黎深自上而下望着你,熟悉而久违的目光透过镜片与你相接,你感觉到自己似乎浑身都发紧了一秒。
毕竟黎深现在的语气听起来可一点也没有久别重逢的惊喜激动。
–
你跟黎深没有交往过,然而这气氛像极了分手的情侣再见的尴尬——或许只有你觉得而已。对于你半年的消失面前的人似乎并没有任何想法,你僵硬而端正地坐在椅子上看着黎深拿出新的记录表,加速的心跳慢慢地变得平缓了些。
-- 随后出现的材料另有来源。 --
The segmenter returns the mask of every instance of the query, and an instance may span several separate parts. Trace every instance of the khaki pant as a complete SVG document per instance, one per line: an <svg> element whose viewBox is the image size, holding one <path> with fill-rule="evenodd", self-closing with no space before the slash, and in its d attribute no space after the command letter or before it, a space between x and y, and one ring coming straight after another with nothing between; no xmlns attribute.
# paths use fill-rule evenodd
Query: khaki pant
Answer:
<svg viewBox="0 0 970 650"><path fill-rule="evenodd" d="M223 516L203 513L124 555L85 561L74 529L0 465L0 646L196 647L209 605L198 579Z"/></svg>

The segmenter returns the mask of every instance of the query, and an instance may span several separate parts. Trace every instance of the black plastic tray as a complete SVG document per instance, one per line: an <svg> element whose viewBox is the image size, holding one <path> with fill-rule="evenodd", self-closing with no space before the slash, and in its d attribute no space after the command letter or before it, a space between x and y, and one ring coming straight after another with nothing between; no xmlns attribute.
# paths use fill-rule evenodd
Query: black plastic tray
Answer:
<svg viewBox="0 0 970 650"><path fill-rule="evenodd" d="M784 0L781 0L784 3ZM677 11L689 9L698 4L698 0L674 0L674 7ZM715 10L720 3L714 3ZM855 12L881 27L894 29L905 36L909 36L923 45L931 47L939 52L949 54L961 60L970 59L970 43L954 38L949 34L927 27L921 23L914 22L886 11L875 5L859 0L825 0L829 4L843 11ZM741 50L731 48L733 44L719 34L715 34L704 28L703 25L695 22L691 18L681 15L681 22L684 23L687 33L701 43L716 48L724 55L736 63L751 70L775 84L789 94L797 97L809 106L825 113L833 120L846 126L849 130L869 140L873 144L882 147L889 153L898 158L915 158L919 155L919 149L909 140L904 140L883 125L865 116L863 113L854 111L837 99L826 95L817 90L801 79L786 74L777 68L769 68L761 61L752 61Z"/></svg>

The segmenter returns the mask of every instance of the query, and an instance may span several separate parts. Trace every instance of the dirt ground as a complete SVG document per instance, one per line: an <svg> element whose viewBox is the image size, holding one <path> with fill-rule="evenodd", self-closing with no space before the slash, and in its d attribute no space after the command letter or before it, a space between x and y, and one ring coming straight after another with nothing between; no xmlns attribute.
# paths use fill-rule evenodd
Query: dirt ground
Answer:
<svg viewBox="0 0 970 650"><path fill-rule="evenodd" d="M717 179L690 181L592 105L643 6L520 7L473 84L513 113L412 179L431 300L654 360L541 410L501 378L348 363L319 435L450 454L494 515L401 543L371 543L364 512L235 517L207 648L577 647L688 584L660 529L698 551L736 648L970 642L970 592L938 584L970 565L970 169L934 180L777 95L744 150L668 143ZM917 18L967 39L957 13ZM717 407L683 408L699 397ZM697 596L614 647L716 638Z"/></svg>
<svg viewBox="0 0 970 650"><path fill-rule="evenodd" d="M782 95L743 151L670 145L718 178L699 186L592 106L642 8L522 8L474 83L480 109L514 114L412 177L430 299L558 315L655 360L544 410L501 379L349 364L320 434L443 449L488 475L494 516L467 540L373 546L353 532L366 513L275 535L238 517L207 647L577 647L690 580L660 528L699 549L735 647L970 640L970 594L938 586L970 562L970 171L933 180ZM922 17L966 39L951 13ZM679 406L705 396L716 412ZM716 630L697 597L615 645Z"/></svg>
黎深照例给你听了心跳,把听诊器放回脖子上时低着头飞快地在表上写字:“胳膊放上来,量血压。”
你愣了一下,脸上为难的神色一闪而过,还是把胳膊放上了桌子。慢慢地,你小心地卷起自己的袖子,几乎是同时,你感觉到黎深的眼睛看向了这边。
这实在是有些令人担忧的画面:你的胳膊上晕着两三个淤青,几处擦伤,还有一条刚刚愈合不久的刮伤。
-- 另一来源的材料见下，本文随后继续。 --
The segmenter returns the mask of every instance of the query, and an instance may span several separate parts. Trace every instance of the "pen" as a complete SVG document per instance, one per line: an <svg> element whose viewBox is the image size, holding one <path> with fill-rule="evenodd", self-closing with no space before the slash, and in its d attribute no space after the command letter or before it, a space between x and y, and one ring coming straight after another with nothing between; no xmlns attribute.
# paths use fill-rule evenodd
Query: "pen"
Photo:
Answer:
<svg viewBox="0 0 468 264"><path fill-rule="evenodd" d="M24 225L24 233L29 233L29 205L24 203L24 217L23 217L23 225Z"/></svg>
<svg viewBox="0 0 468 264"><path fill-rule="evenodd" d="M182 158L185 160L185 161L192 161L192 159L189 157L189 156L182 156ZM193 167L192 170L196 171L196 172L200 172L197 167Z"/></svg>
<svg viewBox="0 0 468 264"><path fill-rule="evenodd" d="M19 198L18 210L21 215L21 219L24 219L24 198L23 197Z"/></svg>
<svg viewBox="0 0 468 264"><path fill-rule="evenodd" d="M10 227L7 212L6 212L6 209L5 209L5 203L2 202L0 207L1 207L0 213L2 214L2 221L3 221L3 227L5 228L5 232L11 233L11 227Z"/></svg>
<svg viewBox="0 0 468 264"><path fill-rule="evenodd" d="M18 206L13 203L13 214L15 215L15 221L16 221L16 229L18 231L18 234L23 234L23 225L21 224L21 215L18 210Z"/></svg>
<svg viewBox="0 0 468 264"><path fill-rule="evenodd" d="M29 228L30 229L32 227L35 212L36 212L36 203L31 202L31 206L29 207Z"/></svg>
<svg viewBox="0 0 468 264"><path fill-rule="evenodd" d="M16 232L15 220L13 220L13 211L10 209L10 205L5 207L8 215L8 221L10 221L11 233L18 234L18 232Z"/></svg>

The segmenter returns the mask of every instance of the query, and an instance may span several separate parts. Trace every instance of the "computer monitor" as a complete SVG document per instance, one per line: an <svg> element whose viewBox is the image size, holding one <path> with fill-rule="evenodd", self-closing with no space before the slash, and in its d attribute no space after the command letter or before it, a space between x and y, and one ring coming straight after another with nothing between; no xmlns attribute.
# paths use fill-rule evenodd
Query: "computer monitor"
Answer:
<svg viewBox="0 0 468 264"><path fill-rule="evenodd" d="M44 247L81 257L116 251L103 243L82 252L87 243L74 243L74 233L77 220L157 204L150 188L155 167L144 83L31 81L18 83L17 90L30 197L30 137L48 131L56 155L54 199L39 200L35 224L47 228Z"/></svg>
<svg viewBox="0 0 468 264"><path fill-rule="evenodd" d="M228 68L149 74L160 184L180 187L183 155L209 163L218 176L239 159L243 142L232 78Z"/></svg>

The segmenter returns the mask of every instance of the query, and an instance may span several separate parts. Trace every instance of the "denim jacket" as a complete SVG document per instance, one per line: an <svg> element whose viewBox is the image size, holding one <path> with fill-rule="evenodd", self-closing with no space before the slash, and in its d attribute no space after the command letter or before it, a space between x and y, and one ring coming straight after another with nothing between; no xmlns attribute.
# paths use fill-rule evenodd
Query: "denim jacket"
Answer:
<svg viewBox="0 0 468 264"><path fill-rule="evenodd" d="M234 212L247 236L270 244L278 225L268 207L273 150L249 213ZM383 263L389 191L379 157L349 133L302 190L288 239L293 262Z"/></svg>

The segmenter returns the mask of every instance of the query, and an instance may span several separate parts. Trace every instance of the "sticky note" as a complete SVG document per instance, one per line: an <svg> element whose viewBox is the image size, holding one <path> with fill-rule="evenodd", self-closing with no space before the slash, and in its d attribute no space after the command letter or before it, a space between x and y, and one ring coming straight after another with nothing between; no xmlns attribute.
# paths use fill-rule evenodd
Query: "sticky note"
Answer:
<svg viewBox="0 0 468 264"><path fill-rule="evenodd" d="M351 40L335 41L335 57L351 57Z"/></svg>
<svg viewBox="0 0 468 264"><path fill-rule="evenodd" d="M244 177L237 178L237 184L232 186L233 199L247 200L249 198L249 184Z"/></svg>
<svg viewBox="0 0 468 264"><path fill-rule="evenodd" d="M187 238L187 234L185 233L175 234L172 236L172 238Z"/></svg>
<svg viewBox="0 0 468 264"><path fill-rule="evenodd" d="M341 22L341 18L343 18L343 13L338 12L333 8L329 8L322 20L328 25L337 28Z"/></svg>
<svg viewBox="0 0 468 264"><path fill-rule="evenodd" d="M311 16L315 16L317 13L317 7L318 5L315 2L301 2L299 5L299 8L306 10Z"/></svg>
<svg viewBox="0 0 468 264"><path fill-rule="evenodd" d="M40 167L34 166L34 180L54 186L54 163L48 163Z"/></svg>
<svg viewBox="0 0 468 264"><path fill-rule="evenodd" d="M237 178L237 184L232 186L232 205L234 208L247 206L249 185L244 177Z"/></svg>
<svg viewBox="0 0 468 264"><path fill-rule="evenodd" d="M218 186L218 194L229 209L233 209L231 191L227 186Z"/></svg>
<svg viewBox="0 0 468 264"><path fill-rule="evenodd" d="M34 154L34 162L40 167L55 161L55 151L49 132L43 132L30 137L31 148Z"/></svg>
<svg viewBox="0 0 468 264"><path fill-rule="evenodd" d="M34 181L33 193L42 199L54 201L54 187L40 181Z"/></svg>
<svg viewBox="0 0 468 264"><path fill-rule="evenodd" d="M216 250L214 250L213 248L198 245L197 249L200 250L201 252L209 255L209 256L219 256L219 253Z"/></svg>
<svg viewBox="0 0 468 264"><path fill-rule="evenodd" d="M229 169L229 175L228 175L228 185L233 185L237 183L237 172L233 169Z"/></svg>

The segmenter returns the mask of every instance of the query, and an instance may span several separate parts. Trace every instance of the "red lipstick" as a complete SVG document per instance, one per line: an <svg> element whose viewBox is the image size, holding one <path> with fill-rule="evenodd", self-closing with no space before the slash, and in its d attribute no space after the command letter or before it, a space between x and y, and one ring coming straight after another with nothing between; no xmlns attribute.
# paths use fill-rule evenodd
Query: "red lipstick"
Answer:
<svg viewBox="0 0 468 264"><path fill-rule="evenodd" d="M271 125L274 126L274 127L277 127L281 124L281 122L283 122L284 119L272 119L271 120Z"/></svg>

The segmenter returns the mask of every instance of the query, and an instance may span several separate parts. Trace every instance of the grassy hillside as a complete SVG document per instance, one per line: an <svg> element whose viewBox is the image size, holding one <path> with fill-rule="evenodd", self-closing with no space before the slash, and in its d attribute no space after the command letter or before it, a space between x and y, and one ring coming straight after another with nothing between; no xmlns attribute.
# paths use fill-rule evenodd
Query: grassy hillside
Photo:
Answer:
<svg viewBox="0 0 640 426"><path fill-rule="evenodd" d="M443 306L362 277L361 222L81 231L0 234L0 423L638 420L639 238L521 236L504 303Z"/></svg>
钢笔清脆地跌在桌子上,你没敢抬头看黎深的表情,片刻后才听到他说:“……另外一只手呢?”
你讪笑着把衣袖往回拉,声音极小地回答:“差不多。”
“把袖子全拉起来。”黎深说,同时你听到他起身的声音。“我替你处理一下。”
“不、不用了,都是旧伤。”你急得站了起来,冷白色的灯光下黎深的眼睛透出无声的愤怒,对,愤怒。包括他拧起来的眉头。
你只好重新坐了下去,黎深紧紧地注视了你片刻,才离开去拿药品。有必要这样防着我逃跑吗!你完全读懂他的神情。
黎深在桌子上垫了一块毛巾,好让你把手臂放在桌子上时不觉得太凉。酒精的触感让你微微握住拳头,黎深感受到你的颤抖,宽厚的手停顿了一下,又再次轻柔、沉默地涂着药水。
你斟酌着开口:“谢谢你,黎医生。”
“还是谢谢那个给你挂号的人吧。”黎深淡淡地说,你的思绪打了个结,然后又从对方有些不满的嘴角悟出了什么。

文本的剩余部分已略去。